Do ponto de vista epidemiológico, Barbosa reforça que seria prudente aguardar para tomar a decisão de pôr fim ao estado de emergência sanitária. "Você acha que cem óbitos por dia é algo normal por conta de uma doença que é prevenível, com algumas medidas não farmacológicos e por vacinas? E talvez com algumas medicações que estão chegando agora? Não é normal, né? Faz cem mortes por dia, multiplica vezes os próximos três meses, os próximos seis meses, até o final do ano, é um número grande. Então, com certeza agora não era o momento, mas se obedece a uma agenda política com finalidades que a gente sabe que são eleitorais", afirma.

O professor de Infectologia da Faculdade de Medicina da Universidade Federal do Rio Grande do Sul (Ufrgs), Alexandre Zavascki, afirma que o fim da Emergência de Saúde Pública de Importância Nacional (Espin) precisa ser avaliado com cautela, mas reforça que as flexibilizações oferecem maior risco à população idosa. "Quem tem sofrido mais é a população idosa, uma vez que ninguém mais toma uma proteção, eles acabam sendo mais expostos e continuam muito suscetíveis a quadros graves pela Covid-19. A gente tem também um aumento de casos gerais de infecções em crianças", explica.

Apesar da melhora do cenário epidemiológico no país, o infectologista defende a manutenção de medidas não farmacológicas. "O uso de máscara, por exemplo, não é uma medida só individual", destaca, acrescentando que a medida anunciada pelo governo federal pode refletir no aumento de infecções e mortes. Mesmo diante desse contexto, Zavascki descarta a possibilidade de uma 'nova onda da pandemia'. "Do ponto de vista da epidemia, provavelmente algumas restrições que ainda poderiam estar sendo adotadas devido a esse estado emergencial vão se desfazer. E isso sempre vai facilitar a transmissão do vírus", observa.

O especialista avalia que o fim da Espin também pode afetar a compra de vacinas e de outros medicamentos. Por conta disso, Zavascki reforça a importância de o governo federal contar com bom planejamento para o próximo período. "Acho que foi uma escolha da sociedade, de certa forma, conviver com esses níveis atuais de Covid-19, que podem aumentar em virtude dessas flexibilizações. Não como uma onda, mas com aumento do nível de infecções e de mortes", pontua. A epidemiologista Carina Guedes Ramos, do Hospital Nossa Senhora da Conceição (HNSC), considera precoce a flexibilização anunciada pelo governo federal.

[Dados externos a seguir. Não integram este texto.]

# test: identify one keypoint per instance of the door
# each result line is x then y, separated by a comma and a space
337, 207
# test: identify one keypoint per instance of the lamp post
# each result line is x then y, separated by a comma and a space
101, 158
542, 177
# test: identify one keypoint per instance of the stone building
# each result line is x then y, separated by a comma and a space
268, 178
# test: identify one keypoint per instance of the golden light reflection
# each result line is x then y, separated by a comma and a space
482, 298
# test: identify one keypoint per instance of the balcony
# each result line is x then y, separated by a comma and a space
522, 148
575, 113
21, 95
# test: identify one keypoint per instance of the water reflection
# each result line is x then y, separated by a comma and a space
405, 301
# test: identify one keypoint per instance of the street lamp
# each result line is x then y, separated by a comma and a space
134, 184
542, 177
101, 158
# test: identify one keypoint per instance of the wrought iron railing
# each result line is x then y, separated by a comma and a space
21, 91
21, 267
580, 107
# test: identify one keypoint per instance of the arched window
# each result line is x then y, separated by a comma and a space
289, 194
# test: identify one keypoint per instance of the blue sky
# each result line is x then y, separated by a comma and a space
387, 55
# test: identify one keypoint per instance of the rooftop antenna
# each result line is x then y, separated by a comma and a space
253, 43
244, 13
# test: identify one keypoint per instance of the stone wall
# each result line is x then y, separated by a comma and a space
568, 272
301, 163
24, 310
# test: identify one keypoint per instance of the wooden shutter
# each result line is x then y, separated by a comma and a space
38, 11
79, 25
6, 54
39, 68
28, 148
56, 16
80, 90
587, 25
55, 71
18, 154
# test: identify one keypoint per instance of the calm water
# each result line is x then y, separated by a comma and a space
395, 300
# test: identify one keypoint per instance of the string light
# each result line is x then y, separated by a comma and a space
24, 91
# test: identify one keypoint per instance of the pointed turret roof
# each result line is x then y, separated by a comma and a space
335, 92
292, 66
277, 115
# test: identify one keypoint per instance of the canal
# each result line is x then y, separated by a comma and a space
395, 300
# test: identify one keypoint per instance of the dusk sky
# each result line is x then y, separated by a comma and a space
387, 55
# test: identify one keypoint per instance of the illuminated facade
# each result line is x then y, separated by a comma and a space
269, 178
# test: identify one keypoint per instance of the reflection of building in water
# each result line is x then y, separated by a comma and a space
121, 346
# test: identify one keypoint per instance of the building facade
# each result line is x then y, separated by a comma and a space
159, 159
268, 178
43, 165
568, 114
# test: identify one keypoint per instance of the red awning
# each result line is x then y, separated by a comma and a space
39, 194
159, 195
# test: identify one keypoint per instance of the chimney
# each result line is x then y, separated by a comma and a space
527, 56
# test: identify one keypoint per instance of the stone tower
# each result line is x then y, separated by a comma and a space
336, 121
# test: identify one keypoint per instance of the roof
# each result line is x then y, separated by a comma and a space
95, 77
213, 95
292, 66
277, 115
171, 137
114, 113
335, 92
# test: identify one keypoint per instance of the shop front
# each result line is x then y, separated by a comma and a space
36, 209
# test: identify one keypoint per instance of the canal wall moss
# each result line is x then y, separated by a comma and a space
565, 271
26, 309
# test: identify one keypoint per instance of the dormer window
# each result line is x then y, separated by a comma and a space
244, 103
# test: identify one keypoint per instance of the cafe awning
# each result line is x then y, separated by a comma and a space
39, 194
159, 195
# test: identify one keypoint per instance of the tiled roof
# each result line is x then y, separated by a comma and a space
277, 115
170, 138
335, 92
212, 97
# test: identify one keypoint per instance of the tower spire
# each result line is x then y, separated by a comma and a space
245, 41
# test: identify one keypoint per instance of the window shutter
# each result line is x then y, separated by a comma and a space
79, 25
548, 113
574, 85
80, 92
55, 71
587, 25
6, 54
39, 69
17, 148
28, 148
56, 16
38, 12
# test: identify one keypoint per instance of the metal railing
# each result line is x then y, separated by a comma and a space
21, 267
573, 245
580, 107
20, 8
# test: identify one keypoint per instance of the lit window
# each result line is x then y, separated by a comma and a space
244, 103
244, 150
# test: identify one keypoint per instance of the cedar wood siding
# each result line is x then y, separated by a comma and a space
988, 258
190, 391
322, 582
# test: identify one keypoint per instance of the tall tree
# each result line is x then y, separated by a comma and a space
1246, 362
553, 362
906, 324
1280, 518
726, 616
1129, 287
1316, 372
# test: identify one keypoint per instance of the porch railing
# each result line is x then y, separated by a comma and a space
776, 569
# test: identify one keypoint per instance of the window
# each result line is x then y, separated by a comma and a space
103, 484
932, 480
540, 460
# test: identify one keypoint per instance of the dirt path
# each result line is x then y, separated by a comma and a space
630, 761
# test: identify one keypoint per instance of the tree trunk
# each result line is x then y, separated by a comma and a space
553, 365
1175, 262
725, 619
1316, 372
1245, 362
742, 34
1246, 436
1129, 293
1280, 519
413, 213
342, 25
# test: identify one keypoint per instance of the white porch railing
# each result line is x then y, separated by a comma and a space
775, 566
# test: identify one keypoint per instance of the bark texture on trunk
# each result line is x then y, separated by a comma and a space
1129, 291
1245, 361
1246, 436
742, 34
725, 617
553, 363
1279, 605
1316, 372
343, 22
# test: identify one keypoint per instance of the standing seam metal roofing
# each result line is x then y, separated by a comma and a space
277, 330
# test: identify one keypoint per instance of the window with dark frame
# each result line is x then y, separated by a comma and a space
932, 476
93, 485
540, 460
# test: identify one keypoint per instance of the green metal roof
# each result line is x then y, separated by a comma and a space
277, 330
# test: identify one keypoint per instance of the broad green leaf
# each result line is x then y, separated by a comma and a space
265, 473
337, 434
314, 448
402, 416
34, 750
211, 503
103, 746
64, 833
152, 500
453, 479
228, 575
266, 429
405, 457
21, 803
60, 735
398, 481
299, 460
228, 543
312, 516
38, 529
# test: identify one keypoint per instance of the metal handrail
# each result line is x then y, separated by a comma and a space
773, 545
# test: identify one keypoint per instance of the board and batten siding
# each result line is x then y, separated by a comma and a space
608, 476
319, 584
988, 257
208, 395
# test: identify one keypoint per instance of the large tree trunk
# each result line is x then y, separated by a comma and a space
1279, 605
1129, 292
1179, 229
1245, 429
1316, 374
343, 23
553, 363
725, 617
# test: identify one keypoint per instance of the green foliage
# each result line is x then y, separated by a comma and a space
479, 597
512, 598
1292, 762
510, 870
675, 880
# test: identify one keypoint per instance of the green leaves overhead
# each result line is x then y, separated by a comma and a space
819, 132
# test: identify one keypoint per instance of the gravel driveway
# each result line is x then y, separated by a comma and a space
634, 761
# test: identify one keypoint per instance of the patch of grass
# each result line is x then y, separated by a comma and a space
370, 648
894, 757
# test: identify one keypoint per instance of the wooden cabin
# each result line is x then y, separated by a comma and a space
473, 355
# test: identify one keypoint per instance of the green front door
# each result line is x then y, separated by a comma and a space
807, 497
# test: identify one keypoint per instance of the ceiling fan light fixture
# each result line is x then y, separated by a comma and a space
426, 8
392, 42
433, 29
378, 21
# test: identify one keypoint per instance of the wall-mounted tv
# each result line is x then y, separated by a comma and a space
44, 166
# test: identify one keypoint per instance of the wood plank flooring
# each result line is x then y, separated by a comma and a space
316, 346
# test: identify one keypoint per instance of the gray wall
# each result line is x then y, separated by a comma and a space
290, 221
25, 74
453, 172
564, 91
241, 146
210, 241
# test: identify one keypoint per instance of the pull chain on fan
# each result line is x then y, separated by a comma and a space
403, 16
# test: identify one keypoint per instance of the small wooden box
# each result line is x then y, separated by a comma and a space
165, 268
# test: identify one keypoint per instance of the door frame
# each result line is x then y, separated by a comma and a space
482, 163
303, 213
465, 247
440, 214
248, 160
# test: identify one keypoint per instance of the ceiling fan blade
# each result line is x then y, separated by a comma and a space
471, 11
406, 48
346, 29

Ela destaca que a aplicação da vacina da Coronavac, produzida pelo Instituto Butatan/Sinovac, só pode ser realizada por conta da permissão de uso emergencial do imunizante. "Algumas medidas podem ser revogadas, como o uso da vacina Coronavac, que é utilizada para crianças", alerta. Mesmo com 73% da população brasileira com esquema vacinal completo, a epidemiologista afirma que seria importante 'esperar um pouco mais', avaliar o cenário epidemiológico nas próximas semanas e esperar um posicionamento da Organização Mundial da Saúde (OMS).

Como exemplo, a especialista alerta que houve aumento de casos confirmados da doença na China. "Existe pressa do governo federal em acabar com a pandemia, instituir o fim, mas não vai ser com a caneta que vai se acabar com a pandemia, tem que ter cautela. Novas variantes podem aparecer e podemos precisar de leitos, o que pode implicar em dificuldades no sistema de saúde para mobilizar leitos", frisa. Mesmo com a retirada de barreiras, Carina destaca que parte da população mantém as medidas não farmacológicas para evitar a disseminação do vírus. "Mesmo com fim da obrigatoriedade do uso de máscaras, muita gente segue usando e se protegendo", observa.

Mesmo com a medida anunciada no domingo, o Ministério da Saúde enviou à Agência Nacional de Vigilância Sanitária (Anvisa) algumas propostas de mudança, como a manutenção de autorização de uso emergencial de insumos utilizados no Enfrentamento à Covid-19; priorização na análise de solicitações de registro de Insumos utilizados no Enfrentamento a Pandemia; e manutenção de testagem rápidas nas farmácias. Decretada em fevereiro de 2020, pela portaria nº 188, a Espin foi um ato normativo com uma série de medidas de prevenção, controle e contenção adotadas para o enfrentamento da doença.